[ChronicBabe.com is hosting a blog carnival with the theme: "Let's get spiritual: Faith, religion & chronic illness”. I wanted to join in and add my voice, and this blog post was selected for inclusion! You can access the blog carnival and read all the posts HERE]
Living with chronic illness is a tremendous drain on the facets of our deepest being: our emotions, identity, psyche, and self-worth. In order to move forward in life we have to accept the illness we have and completely reshape those facets, redefine who we are so we can face a new future.
When struggling with serious issues like this, some people use religion to find guidance and comfort when facing the unknown. I was raised in a family that went to church every week and I always considered myself a spiritual person but not a ‘religious’ one. I belong to a church but don’t attend weekly; my spirituality is turned more inward and private, less steeped in ritual and outward activity. However, when I first became ill I did not find solace in any aspect of my religion or spirituality.
The onset of the chronic phase of my condition hit me with a suddenness which altered my life in a snap, literally. One minute I was an average 27 year old. The next minute, I could barely walk after badly dislocating my hip and the descent into chronic pain, disability, and depression began.
Months of tests yielded no diagnosis, which only added to my fears and self-doubt. I lost more mobility and felt guilty for not being able to work. I stopped eating and became anorexic. I was even hospitalized several times for being suicidal. I was in a living hell and I couldn’t see any future beyond the dark hole which was consuming me.
I couldn’t seem to find any comfort in my faith. I wanted to feel connected to something, to believe all would be well, and to find peace. But I just felt empty. I didn’t blame God; in a strange way, I was blaming my body as if it was a third person and using the eating disorder as a bizarre sort of punishment toward it. I felt like my mind and my body were completely separated, different entities forced to live locked in a war which I couldn’t see having a positive end. I was disconnected from every facet of myself and internally flailing about with no hope.
|From my garden: Dahlia ' Razzmatazz ' on a Canna leaf.|
At last I was diagnosed with a degenerative genetic collagen disorder and started to get my severe chronic pain treated. Luckily I finally got help to beat the eating disorder, and began to get the intense psychological therapy I needed to finally pull the two parts of myself back together and face the future I didn’t think I could accept.

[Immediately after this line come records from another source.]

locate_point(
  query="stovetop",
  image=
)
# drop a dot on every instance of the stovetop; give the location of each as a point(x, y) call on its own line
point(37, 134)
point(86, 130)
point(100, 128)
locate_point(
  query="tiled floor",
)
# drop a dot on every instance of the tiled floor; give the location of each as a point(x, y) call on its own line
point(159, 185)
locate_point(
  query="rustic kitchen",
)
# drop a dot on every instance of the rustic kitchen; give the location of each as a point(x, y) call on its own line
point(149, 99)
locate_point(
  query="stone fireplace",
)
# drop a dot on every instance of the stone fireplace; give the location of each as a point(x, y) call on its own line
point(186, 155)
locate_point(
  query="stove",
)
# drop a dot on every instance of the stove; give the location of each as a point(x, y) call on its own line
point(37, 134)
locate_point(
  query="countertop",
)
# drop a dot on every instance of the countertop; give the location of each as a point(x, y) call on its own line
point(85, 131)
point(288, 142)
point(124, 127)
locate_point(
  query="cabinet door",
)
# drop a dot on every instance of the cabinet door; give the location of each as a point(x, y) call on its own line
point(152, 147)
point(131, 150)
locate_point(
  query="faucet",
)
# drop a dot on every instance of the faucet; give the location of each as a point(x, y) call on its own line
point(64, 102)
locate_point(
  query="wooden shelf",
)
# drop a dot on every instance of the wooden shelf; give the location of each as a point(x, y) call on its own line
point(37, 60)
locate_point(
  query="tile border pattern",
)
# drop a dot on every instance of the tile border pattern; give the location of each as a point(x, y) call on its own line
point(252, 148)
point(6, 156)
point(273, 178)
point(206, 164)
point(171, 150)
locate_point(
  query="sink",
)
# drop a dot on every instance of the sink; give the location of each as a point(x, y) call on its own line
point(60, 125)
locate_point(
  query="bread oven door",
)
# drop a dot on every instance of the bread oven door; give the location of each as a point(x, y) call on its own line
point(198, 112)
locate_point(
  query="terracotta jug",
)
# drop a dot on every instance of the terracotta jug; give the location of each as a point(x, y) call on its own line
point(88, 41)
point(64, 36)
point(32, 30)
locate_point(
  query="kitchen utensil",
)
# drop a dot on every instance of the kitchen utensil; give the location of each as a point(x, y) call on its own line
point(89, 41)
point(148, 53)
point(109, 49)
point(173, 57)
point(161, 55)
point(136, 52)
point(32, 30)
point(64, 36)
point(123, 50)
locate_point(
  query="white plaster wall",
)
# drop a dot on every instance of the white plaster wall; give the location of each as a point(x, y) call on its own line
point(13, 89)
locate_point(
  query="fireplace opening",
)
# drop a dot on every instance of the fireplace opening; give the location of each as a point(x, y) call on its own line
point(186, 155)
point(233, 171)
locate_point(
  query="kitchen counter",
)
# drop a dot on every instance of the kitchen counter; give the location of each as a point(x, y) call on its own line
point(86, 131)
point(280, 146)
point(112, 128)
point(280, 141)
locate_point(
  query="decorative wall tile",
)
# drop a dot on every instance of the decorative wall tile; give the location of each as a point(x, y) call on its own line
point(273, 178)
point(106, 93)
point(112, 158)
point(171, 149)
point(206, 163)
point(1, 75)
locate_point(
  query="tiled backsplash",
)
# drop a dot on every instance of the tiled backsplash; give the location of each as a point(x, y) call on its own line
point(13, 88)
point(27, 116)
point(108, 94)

Did my I loose my spirituality? Through all my dark struggle I never found consolation in prayer or succor from any of the religious support around me. However, as I began to find the help I needed to deal with all my problems, my faith was renewed by the people who came into my life when I needed them most.
When I needed treatment for anorexia, an offhand comment someone overheard while I was in physical therapy led me to getting referred to a psychiatrist who literally saved me. I was assigned a psych case manager who moved HMO mountains and was there whenever I needed her. I read a book someone gave me while hospitalized and was so moved I located the author who actually lived nearby, a therapist with Multiple Sclerosis, and joined her chronic illness therapy group. I was referred to a chronic pain support group and met a man who had far more pain and disability than I, who inspired me with his marvelous outlook on life and who helped lead me back from the edge of giving up.
These are only a few of the amazing people without whom I would not be here today, and certainly not living the life I have now. It cannot be coincidence that these individuals found their way to me. There’s a term I love to use from a book which has truly open my eyes and illuminated my faith: “Godwink”. A Godwink is a messages to you in your life, appearing in the form of coincidences - which are too perfect to be accidental.
The author of the book, SQuire Rushnell, describes it this way:
“I believe every time a coincidence happens, or a prayer is answered, or something makes you want to shout, ‘Wow! What are the coincidences of that happening’? you’ve received a Godwink. It’s a signpost along your path to your destiny – a reassuring message, no matter what your belief in a higher power, that you are never alone."
Once you read his book, “When God Winks: How the Power of Coincidence Guides Your Life,” you will find yourself constantly looking around for the winks you would normally ignore. A few weeks ago I wrote a blog post about this book and a few other Godwinks I’ve witnessed. You can read it by clicking here: Follow the ‘ Winks’ along your Life’s Path
It’s been a very rough road for me the past few years, but I feel more strongly than ever that God is out there, he’s on my side, and he’s giving me the support and help I need. I can see so many instances now; often they came from very surprising sources and sometimes they sharply turned my life in a direction I never would have gone - but ultimately when I look back, it’s obvious I ended up where I was supposed to be.
Now when I’m having a setback or my degenerative condition gives me new problems, I tell myself to calm down and be watchful. My spiritual experiences so far have me anticipating where my next Godwink will come from. In my renewed faith, I know they are out there!